# Any 'Not Going Out' fans?



## VIPER (May 30, 2007)

I like this and think Lee Mack (who co-writes it) is a genuinely funny bloke amongst a host of very mediocre comedians who are around right now.

Watched the latest 2 on iPlayer last night as I keep forgetting to do the series link on the HDR.

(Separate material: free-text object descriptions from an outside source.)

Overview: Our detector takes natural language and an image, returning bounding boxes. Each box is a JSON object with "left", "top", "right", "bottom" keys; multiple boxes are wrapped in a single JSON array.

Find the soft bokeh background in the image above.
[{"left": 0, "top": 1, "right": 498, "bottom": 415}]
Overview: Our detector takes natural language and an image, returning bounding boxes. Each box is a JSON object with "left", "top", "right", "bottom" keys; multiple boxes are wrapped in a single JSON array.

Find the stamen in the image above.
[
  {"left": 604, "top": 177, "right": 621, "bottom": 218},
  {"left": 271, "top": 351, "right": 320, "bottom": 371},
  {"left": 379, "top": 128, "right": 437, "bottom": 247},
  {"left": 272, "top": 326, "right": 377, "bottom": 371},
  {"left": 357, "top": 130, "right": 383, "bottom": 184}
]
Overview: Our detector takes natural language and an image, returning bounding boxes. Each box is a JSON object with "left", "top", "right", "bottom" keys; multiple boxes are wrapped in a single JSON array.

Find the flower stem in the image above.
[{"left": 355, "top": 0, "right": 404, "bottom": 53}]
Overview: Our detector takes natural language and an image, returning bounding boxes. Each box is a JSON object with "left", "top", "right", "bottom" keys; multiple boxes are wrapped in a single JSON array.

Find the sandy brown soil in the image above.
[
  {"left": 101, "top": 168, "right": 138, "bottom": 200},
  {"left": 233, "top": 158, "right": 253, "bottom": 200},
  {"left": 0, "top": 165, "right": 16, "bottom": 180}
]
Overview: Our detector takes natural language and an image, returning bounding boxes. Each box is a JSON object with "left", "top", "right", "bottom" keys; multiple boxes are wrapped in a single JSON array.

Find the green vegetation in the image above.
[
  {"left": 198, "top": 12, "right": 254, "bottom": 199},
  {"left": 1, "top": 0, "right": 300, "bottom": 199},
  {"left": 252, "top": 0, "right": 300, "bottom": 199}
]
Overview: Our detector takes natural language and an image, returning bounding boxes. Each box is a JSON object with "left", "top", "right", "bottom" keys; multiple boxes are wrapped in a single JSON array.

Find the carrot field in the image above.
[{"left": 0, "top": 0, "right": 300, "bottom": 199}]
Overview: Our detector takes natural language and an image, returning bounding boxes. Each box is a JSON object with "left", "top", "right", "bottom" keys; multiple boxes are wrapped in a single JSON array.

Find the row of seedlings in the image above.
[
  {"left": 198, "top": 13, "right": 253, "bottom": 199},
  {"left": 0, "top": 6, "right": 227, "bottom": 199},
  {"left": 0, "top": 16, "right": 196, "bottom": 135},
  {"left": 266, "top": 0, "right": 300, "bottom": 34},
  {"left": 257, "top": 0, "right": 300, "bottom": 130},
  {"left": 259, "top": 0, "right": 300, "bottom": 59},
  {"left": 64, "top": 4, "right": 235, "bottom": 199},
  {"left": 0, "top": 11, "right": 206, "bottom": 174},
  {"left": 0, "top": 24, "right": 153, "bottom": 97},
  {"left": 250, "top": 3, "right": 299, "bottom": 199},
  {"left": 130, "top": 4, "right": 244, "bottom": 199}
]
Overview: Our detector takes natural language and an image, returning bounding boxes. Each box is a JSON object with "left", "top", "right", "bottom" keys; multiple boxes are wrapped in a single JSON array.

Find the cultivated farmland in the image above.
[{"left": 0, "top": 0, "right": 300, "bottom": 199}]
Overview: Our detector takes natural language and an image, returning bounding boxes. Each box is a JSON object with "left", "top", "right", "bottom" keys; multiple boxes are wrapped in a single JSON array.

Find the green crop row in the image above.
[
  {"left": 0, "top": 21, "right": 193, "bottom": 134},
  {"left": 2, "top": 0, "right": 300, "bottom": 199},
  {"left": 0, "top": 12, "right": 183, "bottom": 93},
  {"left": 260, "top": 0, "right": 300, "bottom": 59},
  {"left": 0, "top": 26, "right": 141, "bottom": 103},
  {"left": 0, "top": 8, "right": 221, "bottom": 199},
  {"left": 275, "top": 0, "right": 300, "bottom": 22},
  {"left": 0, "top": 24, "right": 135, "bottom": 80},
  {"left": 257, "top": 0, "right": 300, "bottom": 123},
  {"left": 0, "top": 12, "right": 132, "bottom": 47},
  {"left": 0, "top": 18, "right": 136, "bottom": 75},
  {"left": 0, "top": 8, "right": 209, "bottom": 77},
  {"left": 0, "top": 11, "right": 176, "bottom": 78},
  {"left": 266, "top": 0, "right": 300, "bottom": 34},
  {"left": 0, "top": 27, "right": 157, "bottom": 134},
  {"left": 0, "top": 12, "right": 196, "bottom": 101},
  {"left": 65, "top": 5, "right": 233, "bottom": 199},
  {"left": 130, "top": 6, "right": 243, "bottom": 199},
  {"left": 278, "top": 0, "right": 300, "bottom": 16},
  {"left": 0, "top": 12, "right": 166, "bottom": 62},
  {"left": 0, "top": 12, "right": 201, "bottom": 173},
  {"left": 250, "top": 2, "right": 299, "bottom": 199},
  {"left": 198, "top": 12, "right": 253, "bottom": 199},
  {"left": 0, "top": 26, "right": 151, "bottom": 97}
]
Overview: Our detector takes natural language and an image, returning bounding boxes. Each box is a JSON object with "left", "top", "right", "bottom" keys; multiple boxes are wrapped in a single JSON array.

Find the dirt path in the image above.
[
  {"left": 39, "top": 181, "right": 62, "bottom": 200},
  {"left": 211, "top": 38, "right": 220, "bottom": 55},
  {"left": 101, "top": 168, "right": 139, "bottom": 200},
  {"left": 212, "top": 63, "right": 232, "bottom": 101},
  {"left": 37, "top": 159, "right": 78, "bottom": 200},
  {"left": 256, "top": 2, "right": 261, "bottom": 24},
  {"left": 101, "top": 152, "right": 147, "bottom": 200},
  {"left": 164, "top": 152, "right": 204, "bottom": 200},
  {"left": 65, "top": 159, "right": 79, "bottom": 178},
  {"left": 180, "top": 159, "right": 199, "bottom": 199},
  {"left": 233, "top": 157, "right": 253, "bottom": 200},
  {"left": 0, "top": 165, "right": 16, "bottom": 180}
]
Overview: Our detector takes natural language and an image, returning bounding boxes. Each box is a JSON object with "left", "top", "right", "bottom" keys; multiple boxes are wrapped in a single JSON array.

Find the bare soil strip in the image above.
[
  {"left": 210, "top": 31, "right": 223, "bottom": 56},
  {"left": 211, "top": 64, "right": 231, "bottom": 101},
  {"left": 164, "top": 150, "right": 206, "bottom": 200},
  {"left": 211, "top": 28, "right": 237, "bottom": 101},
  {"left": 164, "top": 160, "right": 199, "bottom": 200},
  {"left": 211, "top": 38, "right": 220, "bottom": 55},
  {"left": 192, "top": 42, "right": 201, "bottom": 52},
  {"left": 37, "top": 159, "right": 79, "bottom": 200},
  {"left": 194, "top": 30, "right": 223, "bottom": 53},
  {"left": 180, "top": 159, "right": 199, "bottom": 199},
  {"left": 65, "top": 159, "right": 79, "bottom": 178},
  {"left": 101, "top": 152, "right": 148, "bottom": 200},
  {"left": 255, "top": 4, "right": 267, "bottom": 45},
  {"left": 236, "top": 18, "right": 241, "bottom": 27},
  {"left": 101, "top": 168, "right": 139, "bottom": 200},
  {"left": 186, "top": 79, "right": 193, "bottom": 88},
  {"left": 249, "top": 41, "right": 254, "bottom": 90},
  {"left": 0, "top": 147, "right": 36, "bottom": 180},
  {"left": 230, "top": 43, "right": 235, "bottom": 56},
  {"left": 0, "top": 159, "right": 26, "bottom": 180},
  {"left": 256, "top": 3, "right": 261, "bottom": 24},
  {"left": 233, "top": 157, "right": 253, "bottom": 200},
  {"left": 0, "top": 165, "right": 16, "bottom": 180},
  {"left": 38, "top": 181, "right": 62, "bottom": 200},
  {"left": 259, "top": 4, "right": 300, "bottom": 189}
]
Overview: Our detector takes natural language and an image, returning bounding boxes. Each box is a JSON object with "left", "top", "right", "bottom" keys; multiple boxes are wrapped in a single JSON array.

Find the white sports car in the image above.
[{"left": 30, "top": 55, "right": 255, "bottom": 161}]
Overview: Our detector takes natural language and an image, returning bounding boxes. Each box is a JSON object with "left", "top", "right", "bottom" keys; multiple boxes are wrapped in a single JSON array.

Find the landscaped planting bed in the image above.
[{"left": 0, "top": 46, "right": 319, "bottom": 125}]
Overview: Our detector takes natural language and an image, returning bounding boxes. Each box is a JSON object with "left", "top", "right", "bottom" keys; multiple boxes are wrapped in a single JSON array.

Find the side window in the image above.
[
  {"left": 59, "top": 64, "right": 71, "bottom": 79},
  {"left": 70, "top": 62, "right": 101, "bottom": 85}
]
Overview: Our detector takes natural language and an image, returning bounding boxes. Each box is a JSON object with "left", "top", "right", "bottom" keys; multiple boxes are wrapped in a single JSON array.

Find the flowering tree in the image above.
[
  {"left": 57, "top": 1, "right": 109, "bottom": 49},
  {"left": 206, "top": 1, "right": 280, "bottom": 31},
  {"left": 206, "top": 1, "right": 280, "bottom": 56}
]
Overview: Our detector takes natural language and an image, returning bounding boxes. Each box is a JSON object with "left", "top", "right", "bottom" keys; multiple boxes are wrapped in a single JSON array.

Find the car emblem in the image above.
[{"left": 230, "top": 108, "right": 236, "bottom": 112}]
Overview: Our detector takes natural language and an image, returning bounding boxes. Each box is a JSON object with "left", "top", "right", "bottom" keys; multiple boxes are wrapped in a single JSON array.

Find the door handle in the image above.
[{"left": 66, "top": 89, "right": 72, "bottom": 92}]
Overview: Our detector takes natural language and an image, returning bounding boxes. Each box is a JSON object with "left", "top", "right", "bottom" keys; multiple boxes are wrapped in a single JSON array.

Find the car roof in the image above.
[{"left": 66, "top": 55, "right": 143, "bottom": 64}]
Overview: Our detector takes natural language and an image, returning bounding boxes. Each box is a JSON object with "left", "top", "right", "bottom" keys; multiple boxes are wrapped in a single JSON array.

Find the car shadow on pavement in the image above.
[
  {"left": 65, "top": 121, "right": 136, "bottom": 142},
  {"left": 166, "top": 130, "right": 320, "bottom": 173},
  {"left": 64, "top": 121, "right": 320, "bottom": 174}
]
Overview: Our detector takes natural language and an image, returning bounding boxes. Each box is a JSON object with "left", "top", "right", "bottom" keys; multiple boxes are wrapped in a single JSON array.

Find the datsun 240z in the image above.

Repeats of the early series on Dave (where else  :lol on Wednesdays I believe.


----------



## nick3814 (Dec 31, 2010)

I love it :thumb: Lee Mack is very quick witted when on the likes of Qi etc and a very clever word smith along with Tim Vine and this shows in Not Going Out, really funny series. Enjoying catching up with the old series on Dave too


----------



## Guest (Jan 21, 2011)

Love it! :thumb: 

Makes me laugh, and there's always some eye candy - his landlady - MEOW!


----------



## PJS (Aug 18, 2007)

Just watched last night's episode on Virgin catch-up - the pr0n film one - absolute scream some of the quips used.


----------



## alexandjen (Feb 24, 2008)

Yep another fan here, very funny series :thumb:


----------



## Deano (Jul 7, 2006)

yeah i think it's ace. lee mack is one of the best stand ups ever. he has me in stitches.


----------



## ryand (Jul 18, 2008)

Its good easy to watch funny stuff!


----------



## Maggi200 (Aug 21, 2009)

I caught it last night for the first time ever. Actually the first time Ive watched any tv all week and it was very funny! Gonna catch up on iplayer in a bit.


----------



## andy665 (Nov 1, 2005)

Last nights episode was hilarious - superbly written and one of the few shows that genuinely makes me laugh out loud


----------



## Lee.GTi180 (Apr 28, 2010)

Yea really enjoyed last nights, was very good as usual!


----------



## davelincs (Jul 20, 2009)

Probably the best comedy on tv, at the moment


----------



## Ross (Apr 25, 2007)

I have seen bits of it and its good.


----------



## dcj (Apr 17, 2009)

Great programme, saw Lee Macks stand up show on tv the other week,very funny. Just as funny is Tim Vines stand up where he tells about 100 1 liners in a minute, not one offensive joke in any of it either.


----------



## VIPER (May 30, 2007)

Just a reminder that the 2 older episodes are on Dave tonight :thumb:


----------



## alexandjen (Feb 24, 2008)

Viper said:


> Just a reminder that the 2 older episodes are on Dave tonight :thumb:


Just started watching them on Dave Je Vu :thumb:


----------



## VIPER (May 30, 2007)

The new series on tonight on BBC1 :thumb:


----------



## R0B (Aug 27, 2010)

watched most of these from the start ,funny stuff.cheers for heads up viper.:thumb:


----------



## Danny B (Apr 14, 2010)

PJS said:


> Just watched last night's episode on Virgin catch-up - the pr0n film one - absolute scream some of the quips used.


Thats the best one i have seen so far :thumb:


----------



## rsdan1984 (Jul 31, 2009)

i love this programme  the first series has just started on dave, usefull it didnt start watching from the begining!


----------



## fester165 (Jan 24, 2011)

love it one of the best things on tv just now that and coming of age


----------



## dew1911 (Jun 9, 2009)

Agreed, is brilliant. Just ordered series 1-3 boxset on DVD.


----------



## alexandjen (Feb 24, 2008)

Lots of episodes on Dave tonight :thumb:


----------